[Analytic Block] Tags and Attributes (with and without Arrays)

  • 5 February 2017
  • 0 replies
  • 2303 views

Userlevel 6
Badge

Looker has created this block to make analyzing data easier and more efficient. This Data Block is made available on an “as is” basis, meaning there will not be updates moving forward.



Tags and Attributes


Objects often have lists of attributes associated with them. Stack Overflow posts are tagged with the subjects they are about. Github issues are labeled with product areas they affect. Users may be tagged with different attributes over time to track the campaigns they were contacted by. Even words in a blog or news headline can be used as tags for an article or a post.


With tag data, analysts might want to ask questions such as:



  • “What are the most common tags in my data?”

  • “How much of my data is tagged a specific way?”

  • “Which tags appear most frequently together?”

  • “Is there any trend in price/percentage/views/purchases/etc. between the tags that occur most frequently?”


These questions can be difficult to answer with SQL. In this article, we will address two ways to model a pattern in LookML to make finding insights about tagged data much easier.


Two Implementations


Many SQL databases have an array type that can be used to store an array of strings in a particular data record. (An array is a variable that contains a list of values.) Postgres, Presto, Snowflake, BigQuery, and Athena all support arrays. They will all use the first implementation method outlined below.



Note: Redshift and MySQL don’t support arrays and will use the technique in the second implementation.



Implementation #1: Stack Overflow Data and SPLIT()


We will start with a very simple model of Stack Overflow data. Stack Overflow is a place where developers can ask questions and get answers. Posts generally contain the questions, and each post is tagged with subjects. Subject tags allow experts to easily find and answer questions that fall under their areas of expertise.


Here is a basic Stack Overflow data table:



Looking at these records, we can see that the tags are contained in a single string. For example, these are the tags for a question that reads “How to build EclipseLink”:


java | maven | jpa | eclipselink


Analysts might want to ask questions of this data, such as “What are the most common tags in articles that are also tagged with java?” and “How many articles are tagged with both java and maven?” The LookML model below will help us develop a model to answer these questions.


The Model


The stackoverflow_posts Explore joins together the stackoverflow_posts view, which contains post data, and the tag view, which contains tag data.
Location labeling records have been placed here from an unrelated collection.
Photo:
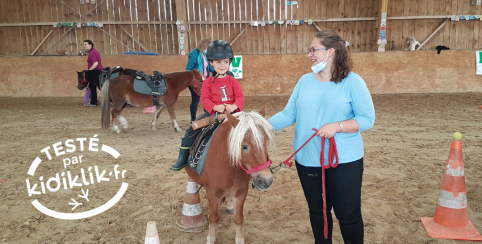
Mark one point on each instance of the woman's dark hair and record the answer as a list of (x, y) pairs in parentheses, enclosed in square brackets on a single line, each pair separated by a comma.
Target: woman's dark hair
[(90, 43), (343, 63)]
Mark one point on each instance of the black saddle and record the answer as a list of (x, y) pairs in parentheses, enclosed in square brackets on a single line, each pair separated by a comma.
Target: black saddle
[(108, 73), (154, 85)]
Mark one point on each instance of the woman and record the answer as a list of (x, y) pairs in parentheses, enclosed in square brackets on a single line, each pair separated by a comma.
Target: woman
[(336, 101), (94, 63)]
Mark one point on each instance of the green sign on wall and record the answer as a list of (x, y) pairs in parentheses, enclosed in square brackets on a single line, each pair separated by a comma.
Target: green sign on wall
[(237, 67)]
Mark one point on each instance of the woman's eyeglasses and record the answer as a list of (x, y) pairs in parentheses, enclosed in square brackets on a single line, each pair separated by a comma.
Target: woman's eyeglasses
[(314, 49)]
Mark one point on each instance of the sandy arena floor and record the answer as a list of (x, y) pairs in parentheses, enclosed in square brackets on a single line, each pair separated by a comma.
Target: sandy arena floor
[(406, 153)]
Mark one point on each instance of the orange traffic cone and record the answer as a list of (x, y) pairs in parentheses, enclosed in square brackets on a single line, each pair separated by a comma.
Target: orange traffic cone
[(451, 219), (192, 219)]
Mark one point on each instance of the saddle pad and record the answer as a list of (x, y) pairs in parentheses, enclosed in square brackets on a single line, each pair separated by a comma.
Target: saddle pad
[(157, 82), (201, 154)]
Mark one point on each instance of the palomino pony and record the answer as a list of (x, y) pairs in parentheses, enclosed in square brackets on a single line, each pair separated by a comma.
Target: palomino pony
[(238, 152), (121, 89), (92, 76)]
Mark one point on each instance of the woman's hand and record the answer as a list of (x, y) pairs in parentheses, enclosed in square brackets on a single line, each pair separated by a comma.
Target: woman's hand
[(328, 130), (219, 108), (231, 108)]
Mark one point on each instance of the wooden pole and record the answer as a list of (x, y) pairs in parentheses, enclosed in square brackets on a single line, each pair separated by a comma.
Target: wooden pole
[(381, 24), (433, 34), (42, 42), (235, 39), (319, 29)]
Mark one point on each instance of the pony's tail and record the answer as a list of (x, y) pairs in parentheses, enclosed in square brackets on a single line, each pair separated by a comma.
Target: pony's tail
[(105, 121)]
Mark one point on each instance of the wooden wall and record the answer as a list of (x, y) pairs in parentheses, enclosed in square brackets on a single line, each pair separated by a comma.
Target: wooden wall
[(160, 37), (399, 72), (149, 25), (460, 35)]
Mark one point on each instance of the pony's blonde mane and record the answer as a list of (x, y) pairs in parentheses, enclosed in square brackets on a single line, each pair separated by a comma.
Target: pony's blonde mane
[(248, 121)]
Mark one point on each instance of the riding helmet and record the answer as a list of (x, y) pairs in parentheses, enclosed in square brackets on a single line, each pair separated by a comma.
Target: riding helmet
[(218, 50)]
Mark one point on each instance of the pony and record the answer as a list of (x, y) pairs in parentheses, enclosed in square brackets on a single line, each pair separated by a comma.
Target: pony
[(120, 90), (237, 154), (92, 76)]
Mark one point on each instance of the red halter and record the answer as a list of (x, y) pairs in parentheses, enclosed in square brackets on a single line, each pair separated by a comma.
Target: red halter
[(257, 168)]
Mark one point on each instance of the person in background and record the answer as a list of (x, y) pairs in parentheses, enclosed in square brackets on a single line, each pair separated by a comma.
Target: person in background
[(94, 63)]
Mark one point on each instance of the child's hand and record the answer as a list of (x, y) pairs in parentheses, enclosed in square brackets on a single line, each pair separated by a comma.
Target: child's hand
[(219, 108), (231, 108)]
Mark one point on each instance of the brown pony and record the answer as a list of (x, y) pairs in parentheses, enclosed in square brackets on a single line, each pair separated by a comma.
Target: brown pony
[(121, 89), (238, 152)]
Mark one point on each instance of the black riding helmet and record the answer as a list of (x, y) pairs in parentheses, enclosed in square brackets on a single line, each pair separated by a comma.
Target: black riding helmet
[(218, 50)]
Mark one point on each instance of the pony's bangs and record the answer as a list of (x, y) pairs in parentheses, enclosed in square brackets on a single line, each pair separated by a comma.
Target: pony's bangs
[(248, 121)]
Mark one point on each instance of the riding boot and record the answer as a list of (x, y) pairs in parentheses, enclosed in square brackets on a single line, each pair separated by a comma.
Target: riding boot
[(181, 160)]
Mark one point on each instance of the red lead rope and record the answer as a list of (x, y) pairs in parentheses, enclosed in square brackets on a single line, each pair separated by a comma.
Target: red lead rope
[(331, 164)]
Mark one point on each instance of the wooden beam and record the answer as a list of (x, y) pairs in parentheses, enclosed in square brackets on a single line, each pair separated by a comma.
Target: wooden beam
[(432, 34), (420, 17), (42, 42), (145, 49), (245, 28)]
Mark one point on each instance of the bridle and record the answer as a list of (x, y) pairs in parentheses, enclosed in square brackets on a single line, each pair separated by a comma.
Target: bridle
[(194, 85), (84, 82), (257, 168)]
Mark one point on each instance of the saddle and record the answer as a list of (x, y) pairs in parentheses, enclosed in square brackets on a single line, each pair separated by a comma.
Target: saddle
[(108, 73), (199, 150), (154, 85)]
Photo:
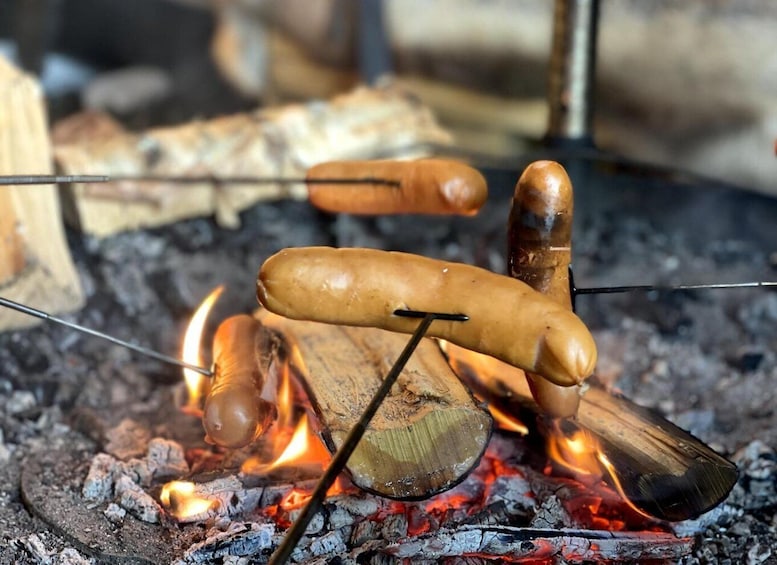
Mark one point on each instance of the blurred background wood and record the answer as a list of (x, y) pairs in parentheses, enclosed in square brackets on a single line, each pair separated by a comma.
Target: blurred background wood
[(35, 263)]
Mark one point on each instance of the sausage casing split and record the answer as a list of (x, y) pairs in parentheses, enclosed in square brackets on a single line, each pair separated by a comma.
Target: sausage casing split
[(539, 252), (426, 186), (235, 413), (363, 287)]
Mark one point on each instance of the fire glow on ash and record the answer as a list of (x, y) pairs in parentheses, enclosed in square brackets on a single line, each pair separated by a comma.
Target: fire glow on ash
[(292, 443)]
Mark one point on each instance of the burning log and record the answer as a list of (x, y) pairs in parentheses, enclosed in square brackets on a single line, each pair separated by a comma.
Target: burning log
[(276, 142), (660, 468), (35, 264), (428, 433), (240, 405)]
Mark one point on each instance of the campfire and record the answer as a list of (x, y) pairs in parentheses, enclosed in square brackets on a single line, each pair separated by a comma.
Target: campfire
[(489, 447), (428, 479)]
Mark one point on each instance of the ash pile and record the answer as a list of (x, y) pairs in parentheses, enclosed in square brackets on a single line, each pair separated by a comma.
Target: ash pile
[(704, 359)]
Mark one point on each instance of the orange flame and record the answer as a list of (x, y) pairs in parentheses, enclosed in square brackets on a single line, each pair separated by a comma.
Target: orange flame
[(192, 346), (182, 502), (581, 455)]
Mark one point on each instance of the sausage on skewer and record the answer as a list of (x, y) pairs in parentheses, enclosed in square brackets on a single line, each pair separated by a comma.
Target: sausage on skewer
[(363, 287), (235, 411), (424, 186), (539, 244)]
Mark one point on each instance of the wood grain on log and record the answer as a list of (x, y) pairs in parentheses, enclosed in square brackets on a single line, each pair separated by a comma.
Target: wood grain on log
[(283, 141), (428, 433), (663, 470), (35, 264)]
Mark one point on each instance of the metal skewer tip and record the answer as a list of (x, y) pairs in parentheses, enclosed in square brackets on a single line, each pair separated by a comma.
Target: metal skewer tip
[(129, 345), (237, 180)]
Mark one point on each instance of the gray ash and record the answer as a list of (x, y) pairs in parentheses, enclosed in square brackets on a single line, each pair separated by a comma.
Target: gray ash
[(706, 359)]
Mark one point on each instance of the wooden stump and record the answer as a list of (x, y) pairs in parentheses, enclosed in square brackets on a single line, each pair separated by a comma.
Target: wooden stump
[(428, 433), (35, 264)]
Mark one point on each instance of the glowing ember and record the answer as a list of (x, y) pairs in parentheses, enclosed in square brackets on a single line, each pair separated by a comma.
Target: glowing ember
[(191, 349), (181, 501)]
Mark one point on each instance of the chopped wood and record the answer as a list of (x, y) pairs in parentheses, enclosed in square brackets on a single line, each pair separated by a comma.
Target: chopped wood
[(35, 263), (283, 141), (663, 470), (427, 434)]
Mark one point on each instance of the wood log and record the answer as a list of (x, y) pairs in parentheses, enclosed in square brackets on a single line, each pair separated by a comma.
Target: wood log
[(427, 435), (283, 141), (663, 470), (35, 263)]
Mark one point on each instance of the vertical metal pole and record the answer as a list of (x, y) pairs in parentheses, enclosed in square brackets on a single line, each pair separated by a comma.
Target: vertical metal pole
[(374, 49), (572, 69)]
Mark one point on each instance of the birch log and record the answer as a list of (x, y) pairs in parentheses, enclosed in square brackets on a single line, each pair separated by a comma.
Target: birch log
[(35, 263), (428, 433), (282, 141)]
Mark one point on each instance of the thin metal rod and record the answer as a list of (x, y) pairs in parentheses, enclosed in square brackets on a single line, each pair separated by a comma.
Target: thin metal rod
[(50, 179), (437, 315), (651, 287), (137, 348), (340, 459), (57, 179)]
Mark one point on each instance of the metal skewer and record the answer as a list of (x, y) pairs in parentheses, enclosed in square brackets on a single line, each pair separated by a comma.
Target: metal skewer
[(574, 291), (58, 179), (129, 345), (340, 459)]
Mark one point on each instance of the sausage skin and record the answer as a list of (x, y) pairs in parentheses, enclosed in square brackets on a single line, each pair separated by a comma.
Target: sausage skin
[(363, 287), (426, 186), (235, 413), (539, 245)]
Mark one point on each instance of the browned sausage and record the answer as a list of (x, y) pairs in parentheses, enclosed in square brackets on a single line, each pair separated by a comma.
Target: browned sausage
[(235, 413), (539, 244), (363, 287), (425, 186)]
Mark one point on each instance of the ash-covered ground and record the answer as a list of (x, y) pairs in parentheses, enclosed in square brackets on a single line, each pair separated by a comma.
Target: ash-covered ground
[(705, 359)]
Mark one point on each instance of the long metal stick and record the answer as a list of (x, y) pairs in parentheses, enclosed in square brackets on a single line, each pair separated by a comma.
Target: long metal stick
[(129, 345), (58, 179), (340, 459)]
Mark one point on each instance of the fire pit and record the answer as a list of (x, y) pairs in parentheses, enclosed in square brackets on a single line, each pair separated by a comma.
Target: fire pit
[(703, 358)]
In order to analyze tag co-occurrence and answer the questions above, the tag view needs to be self-joined. The SPLIT() function in the sql join parameter makes this possible by breaking apart the array tags.



Note: Best practice is to divide views into separate view files and place Explores into a model file or Explore file.



explore: stackoverflow_posts {
join: tag {
sql: LEFT JOIN UNNEST(SPLIT(${stackoverflow_posts.tags},'|')) as tag ;;
relationship: one_to_many
}
join: tag2 {
from: tag
sql: LEFT JOIN UNNEST(SPLIT(${stackoverflow_posts.tags},'|')) as tag2 ;;
relationship: one_to_many
sql_where: ${tag.name} <> ${tag2.name} ;;
}
}

view: stackoverflow_posts {
sql_table_name: bigquery-public-data.stackoverflow.stackoverflow_posts ;;

dimension: id {
primary_key: yes
}

dimension: title {}

dimension: tags {}

dimension: owner_display_name {}

dimension: score {
type: number
}

dimension_group: creation {
type: creation_time
sql: ${TABLE}.creation_date ;;
}

measure: count {
type: count
drill_fields: [id, creation_time, title, tags, score]
}

measure: average_score {
type: average
sql: ${score} ;;
}
}

view: tag {

dimension: name {
sql: ${TABLE} ;;
}
}

With this model, we can effectively and easily answer our questions in Looker:


"What are the most common tags in articles that are also tagged with java?"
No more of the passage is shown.